– Ты мой единственный друг, – говорила она, целуя мои листики. – Ты мой единственный, единственный друг.
Ее оранжевый шарик потускнел и сжался. И светил он уже не так ярко, теперь мне приходилось долго-долго не отпускать лепестки, прежде чем живительная энергия пронизывала мои корни.
В один из дней я заметил, что в оранжевом фоне появились черные полоски, похожие на трещинки. Девочка почти перестала играть, и большую часть времени сидела на кровати, беззвучно шевеля губами. Иногда она протягивала руку и гладила мои листья. Наверное, мне не стоило приникать к ее оранжевому шарику. Но я так привык, так сросся с ним, что попросту не мог оторваться.

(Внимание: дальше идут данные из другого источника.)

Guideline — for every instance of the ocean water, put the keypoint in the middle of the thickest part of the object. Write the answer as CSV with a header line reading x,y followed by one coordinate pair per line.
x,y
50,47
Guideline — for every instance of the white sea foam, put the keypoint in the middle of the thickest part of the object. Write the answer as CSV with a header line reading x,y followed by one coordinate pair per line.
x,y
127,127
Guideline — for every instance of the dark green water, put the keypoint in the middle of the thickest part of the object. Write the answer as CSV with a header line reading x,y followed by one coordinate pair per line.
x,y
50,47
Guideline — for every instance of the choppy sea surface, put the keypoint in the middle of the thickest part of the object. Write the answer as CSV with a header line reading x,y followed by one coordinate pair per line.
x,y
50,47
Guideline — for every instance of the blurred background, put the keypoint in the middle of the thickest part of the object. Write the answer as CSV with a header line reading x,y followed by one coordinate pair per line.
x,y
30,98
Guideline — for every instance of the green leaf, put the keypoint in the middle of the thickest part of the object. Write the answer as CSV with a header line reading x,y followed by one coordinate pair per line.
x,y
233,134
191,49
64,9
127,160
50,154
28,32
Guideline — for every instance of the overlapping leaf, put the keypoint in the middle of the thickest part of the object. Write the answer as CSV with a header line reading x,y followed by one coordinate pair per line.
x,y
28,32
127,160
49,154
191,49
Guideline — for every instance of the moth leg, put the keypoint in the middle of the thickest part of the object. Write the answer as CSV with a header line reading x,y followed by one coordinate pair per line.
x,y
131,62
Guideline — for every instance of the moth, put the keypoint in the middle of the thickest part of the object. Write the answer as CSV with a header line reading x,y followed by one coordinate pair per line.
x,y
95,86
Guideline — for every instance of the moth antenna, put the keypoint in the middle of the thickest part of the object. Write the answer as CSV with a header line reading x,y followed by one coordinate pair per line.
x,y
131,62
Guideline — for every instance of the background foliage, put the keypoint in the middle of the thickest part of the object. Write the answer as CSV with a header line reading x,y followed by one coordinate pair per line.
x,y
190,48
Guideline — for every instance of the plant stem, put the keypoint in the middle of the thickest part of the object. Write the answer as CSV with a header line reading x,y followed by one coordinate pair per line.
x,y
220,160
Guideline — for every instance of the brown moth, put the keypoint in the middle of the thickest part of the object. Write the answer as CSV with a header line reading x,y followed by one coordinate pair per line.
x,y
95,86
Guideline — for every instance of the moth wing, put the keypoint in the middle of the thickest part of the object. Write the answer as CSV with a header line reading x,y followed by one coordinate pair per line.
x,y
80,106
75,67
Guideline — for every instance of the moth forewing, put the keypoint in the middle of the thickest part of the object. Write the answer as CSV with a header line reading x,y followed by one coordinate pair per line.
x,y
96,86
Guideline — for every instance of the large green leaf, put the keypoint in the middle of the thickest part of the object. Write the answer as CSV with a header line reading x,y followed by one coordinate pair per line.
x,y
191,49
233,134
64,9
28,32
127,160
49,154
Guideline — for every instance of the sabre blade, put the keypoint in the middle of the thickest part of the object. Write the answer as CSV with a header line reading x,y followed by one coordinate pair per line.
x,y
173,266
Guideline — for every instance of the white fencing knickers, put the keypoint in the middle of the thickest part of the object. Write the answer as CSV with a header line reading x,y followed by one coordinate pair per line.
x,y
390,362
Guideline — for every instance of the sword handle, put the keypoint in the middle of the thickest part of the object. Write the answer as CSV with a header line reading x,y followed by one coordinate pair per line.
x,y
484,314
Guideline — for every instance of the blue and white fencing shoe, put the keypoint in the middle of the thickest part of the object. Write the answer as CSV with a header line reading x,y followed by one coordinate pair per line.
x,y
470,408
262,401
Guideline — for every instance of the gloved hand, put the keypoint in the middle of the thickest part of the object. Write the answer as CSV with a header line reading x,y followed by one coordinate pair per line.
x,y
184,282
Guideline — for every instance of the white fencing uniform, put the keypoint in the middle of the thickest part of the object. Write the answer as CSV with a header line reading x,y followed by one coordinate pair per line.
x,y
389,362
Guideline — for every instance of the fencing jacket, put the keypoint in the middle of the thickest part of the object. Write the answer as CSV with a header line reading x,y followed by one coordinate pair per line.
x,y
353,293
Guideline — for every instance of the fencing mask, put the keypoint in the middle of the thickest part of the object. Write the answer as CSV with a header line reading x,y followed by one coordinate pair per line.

Трещинки становились все больше и больше, превращаясь в пятна. Шарик потемнел, налился чернотой. Девочка слегла, ее тело регулярно сотрясали приступы кашля. Женщина носила ей какие-то порошки, поила молоком, но кашель не уходил, а черные пятна продолжали разрастаться.
Осенней ночью, когда за окном моросил холодный и злой дождь, девочка проснулась под утро, тяжело дыша, всхлипывая. Женщина только что заснула, утомившись от возни с очередным мужчиной, и не слышала стонов девочки. Она звала ее слабым голосом, звала долго, с хрипом раздувая горло. Но женщина не отвечала.
Оранжевый шарик дрожал и бился, словно пламя гаснущей свечи. Девочка перестала звать на помощь, и дрожащими пальцами прикоснулась к моим листьям. Я благодарно приник, охватил шарик своими лепестками, и он, несколько раз дернувшись, угас.
После того, как девочку унесли в деревянном ящике, моя жизнь превратилась в сущий ад. Женщина, и приходящие к ней мужчины начали курить прямо в комнате. Раньше, из-за девочки, они выходили на улицу, и, только возвращаясь, приносили с собой удушающие миазмы табачной вони. Сейчас же густые клубы отравы витали в воздухе, оседали на мои листья, и постепенно проникали вовнутрь, нанося мне непоправимый вред.
Но хуже всего были окурки. Их втыкали в горшок, совершенно не заботясь о моем здоровье. Скоро земля скрылась под их черно-желтыми, отвратительно скорченными телами. Трупный яд умерших окурков быстро добрался до моих корней, и я стал чахнуть. Мои листья, прежде такие упругие и блестящие, побурели и начали опадать один за другим, а ствол скрючился. Но женщина не обращала на меня никакого внимания, ей даже в голову не приходило выкинуть окурки, полить землю водой, протереть листья. Еще бы, если она дала умереть собственному ребенку, разве ей было дело до какого-то цветка?
Ударили морозы. Печку теперь топили не каждый вечер, а время от времени и в одну из ночей, когда наледь на окне почти достигла края моего горшка, я умер.
Сейчас, сидя в своей комнатке, прислонившись спиной к теплой стене, я вспоминаю подробности жизни на подоконнике, и слезы стыда катятся из моих глаз.
Дорогие мои! Я совсем одинок в этом мире, кроме вас, вернее, памяти о вас, мне не к кому обратиться, некому рассказать, не у кого попросить прощения. Я виноват перед этой девочкой, виноват страшно, но ни исправить, ни загладить свою вину уже не могу. И если существует какая-то справедливость, если есть кто-то, способный оценить и простить, пусть он знает, что стыд, жгучий стыд испепеляет мое сердце и от этого огня некуда ни скрыться, ни убежать.
Любящий вас – сын.
Глава четвертая
ГРУБАЯ ШЛИФОВКА
– Прежде всего, – сказал Кива Сергеевич, любовно поглаживая вырезанную Мишей заготовку, – займемся вогнутым зеркалом. Строить мы будем зеркальный телескоп. Почему зеркальный?
Он строго посмотрел на Мишу.
– Потому, что его придумал Ньютон, – не задумываясь, ответил Миша
– Уважение к авторитетам похвальная и мудрая привычка, – согласился Кива Сергеевич. – Она помогает избежать многих неприятностей. И все-таки, я вас спрашиваю, пан млоды, почему зеркальный, а не линзовый?
Он помолчал несколько секунд, вопросительно взирая на ученика. Миша, изобразив на лице абсолютное внимание, ждал.
– Потому, – назидательно произнес Кива Сергеевич, – что зеркало дает изображения лучшего качества, чем линзовый объектив. А еще потому, что для изготовления зеркала достаточно отшлифовать одну поверхность, а для линзового объектива придется шлифовать четыре поверхности двух линз. И останне, потому, что для контроля качества зеркала есть упомянутый тобой метод Фуко, а для линз такого метода нет. Итого, зеркало проще в изготовлении и дешевле, так чего же еще надо!